To analyze the data, files are first separated into two categories: code and non-code. Code files are identified by file suffix, in particular .c, .h, and .S. All other files are classified as non-code files.
The size of the Linux source tree and various components is calculated simply by summing the size (in bytes) of all code files. Thus, whitespace and comments are all included in final counts.
Click here for the same graph, but with the addtion of two linear models. The first model represents growth of Linux from inception through mid-1995 (version 1.2). The second model begins in mid-1995 (version 1.3) and goes through late 1999 (version 2.3). As you can see, the growth of the code base during the past five years is much higher (5x) than the first few years.

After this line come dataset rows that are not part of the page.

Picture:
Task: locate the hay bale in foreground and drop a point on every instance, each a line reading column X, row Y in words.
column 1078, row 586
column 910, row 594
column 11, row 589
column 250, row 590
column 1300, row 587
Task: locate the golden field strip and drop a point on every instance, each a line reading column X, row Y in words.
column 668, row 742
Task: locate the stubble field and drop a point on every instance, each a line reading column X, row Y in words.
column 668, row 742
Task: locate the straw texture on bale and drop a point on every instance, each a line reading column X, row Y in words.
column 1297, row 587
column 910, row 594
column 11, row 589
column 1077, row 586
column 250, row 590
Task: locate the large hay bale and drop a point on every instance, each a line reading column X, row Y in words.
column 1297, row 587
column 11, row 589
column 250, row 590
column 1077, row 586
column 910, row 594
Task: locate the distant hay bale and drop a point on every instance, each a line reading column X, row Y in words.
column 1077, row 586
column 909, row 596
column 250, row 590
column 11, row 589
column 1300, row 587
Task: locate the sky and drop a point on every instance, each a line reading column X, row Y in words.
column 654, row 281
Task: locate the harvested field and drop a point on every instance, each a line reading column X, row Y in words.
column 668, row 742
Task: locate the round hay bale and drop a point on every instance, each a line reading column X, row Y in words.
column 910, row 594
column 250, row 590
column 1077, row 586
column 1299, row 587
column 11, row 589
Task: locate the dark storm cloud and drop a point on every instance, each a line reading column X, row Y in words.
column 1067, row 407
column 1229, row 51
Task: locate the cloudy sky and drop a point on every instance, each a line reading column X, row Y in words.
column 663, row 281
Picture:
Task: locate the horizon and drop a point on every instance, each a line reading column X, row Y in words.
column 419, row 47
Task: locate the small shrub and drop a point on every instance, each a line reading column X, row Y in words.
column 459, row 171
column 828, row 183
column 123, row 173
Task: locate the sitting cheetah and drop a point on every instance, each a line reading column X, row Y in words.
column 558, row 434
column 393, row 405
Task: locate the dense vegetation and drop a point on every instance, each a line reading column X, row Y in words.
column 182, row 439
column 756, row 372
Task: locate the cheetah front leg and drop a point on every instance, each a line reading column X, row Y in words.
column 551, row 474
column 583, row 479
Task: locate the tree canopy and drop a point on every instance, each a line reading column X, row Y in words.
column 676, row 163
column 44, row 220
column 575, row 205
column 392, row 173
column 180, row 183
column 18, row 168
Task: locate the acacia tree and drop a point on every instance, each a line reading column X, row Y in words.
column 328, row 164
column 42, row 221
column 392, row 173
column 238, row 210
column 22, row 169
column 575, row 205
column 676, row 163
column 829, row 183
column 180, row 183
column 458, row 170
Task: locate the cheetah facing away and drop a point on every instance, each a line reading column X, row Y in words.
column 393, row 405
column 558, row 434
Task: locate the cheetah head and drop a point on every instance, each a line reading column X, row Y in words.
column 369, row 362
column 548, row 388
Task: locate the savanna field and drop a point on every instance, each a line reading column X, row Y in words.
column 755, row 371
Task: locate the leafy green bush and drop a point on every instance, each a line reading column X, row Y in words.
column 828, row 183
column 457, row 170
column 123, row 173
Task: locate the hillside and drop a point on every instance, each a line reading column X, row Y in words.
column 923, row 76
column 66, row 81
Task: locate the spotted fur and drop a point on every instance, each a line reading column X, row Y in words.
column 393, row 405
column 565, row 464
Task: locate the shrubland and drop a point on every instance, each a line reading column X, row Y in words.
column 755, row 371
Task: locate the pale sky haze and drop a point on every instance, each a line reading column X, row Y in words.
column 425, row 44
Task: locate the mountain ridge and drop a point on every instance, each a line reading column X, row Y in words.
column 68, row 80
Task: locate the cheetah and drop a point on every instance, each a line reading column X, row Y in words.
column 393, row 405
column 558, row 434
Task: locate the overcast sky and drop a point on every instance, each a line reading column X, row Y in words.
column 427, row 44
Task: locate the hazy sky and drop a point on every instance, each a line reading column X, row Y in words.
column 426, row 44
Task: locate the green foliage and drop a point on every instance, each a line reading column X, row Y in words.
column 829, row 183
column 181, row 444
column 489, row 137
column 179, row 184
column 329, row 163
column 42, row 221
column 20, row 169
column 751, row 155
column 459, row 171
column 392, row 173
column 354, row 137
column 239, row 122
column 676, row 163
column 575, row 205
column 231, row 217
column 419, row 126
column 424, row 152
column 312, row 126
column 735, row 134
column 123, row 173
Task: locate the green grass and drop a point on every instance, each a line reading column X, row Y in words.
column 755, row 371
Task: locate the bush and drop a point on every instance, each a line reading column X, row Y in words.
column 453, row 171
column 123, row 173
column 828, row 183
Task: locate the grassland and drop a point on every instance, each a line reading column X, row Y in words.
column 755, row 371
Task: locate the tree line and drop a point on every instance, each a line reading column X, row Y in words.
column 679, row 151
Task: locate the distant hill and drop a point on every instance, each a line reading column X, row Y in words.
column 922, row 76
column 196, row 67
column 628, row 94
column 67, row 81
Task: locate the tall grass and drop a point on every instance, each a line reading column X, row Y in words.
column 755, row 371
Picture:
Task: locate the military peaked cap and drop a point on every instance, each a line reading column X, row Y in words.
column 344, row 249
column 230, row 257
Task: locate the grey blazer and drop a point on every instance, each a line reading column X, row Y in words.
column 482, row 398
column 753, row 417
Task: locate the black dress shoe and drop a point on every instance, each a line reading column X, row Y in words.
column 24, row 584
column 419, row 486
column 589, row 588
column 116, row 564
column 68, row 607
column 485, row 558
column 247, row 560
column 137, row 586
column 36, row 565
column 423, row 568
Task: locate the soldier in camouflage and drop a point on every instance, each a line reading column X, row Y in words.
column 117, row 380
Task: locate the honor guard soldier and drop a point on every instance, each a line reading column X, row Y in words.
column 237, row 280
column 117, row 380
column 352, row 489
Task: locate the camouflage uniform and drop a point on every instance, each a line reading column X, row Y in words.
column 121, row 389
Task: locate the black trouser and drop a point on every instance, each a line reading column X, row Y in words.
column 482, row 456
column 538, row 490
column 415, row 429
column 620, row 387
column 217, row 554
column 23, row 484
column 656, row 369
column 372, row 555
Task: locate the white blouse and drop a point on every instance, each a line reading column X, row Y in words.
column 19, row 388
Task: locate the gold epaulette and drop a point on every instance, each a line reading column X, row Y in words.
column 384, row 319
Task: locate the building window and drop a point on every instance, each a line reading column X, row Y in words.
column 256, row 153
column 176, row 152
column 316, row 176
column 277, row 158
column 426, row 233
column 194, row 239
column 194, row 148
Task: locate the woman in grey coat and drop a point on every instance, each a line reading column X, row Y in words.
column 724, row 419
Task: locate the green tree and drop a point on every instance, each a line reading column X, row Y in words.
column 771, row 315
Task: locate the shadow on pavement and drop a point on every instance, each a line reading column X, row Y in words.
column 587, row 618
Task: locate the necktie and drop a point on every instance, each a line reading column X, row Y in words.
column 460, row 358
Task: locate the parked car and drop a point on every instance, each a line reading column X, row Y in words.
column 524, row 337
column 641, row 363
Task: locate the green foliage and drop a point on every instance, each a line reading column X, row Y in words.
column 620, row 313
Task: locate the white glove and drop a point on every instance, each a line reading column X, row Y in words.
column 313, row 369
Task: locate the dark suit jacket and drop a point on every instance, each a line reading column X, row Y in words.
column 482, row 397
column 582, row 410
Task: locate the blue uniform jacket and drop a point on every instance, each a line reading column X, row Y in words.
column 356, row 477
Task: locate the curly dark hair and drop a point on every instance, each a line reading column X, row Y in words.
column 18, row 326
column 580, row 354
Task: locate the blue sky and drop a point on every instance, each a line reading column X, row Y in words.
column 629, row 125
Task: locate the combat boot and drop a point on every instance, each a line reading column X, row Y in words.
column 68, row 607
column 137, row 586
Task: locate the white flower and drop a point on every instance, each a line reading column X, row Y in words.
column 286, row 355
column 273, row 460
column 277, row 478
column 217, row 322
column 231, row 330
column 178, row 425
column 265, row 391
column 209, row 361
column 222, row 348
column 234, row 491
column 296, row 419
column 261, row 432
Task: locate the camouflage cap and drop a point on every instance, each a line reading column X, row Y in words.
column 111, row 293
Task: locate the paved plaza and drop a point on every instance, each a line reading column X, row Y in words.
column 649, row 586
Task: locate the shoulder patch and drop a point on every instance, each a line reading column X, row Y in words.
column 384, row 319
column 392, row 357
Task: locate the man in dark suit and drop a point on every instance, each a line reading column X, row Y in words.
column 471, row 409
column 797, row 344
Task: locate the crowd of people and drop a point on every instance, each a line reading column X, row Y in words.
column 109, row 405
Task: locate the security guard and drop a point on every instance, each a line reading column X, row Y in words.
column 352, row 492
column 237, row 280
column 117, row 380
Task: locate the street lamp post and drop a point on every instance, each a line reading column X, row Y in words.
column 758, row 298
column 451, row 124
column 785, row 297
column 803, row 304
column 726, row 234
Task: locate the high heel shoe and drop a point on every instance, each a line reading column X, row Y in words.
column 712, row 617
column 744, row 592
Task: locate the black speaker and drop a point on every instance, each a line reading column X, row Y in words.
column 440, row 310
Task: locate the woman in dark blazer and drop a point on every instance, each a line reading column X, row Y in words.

Finally, we breakdown the code into various sub-components, based on directory organization. Here is a set of graphs that show how much code is found in each major component of Linux. In each graph, two lines are plotted. The first (red) line plots the percent of code in this sub-component, as compared to the total code base; use the left y-axis for this line. The second (green) line plots the total amount of bytes in this sub-component, and should be compared against the right y-axis.
Not surprisingly, drivers dominate the total amount of source code, accounting for over 50% of all code. The architectural-dependent code (arch) is another substantial contributor, accouting for almost 20%. Both the file system and networking stacks account for about 7% each, though the file system used to play a much more prominent role. Memory management code is insubstantial.
More detailed analyses are forthcoming.